George Washington has been the constant figure in American life since the day he became President. In a witty, irreverent look at how Americans have viewed the father of our country, Karal Ann Marling traces Washington in our culture from 1876, the date of the Philadelphia Centennial Exhibition, to the 1980s, when Ronald Reagan recalled erroneously our nation’s first leader praying on his knees in the snows of Valley Forge.
Washington is a symbol of unity in an often divided society, and he has been since the Civil War. Marling shows him as a lover and a poet in the 1901 play Washington and the Lady and as the very model of the modern man in advertisements from the 1920s. His idealized rural boyhood was the blueprint for a generation of politicians; Herbert Hoover used it in the election of 1928. Following World War II Washington became a pop idol; today he serves both as an automobile salesman and as the benevolent patriarch who beckons us to sales in February.
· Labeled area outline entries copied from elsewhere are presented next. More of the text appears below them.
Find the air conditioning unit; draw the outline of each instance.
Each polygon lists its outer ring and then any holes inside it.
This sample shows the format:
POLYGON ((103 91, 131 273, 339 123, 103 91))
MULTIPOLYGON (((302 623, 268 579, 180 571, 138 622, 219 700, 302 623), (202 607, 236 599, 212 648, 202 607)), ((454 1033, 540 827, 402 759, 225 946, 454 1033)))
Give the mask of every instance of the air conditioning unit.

Marling has pursued Washington from Mount Vernon to the Super Bowl and through flea markets to meetings of the D.A.R. She has found him in historical romances, in Hollywood epics, and on pin trays; his influence extends to furniture design and national pageantry, to flatware and modern art. The remarkable illustrations are varied and well integrated into the text. Combining historical analysis with art history and cultural criticism, Marling has provided a lively new view of a hero turned into an icon.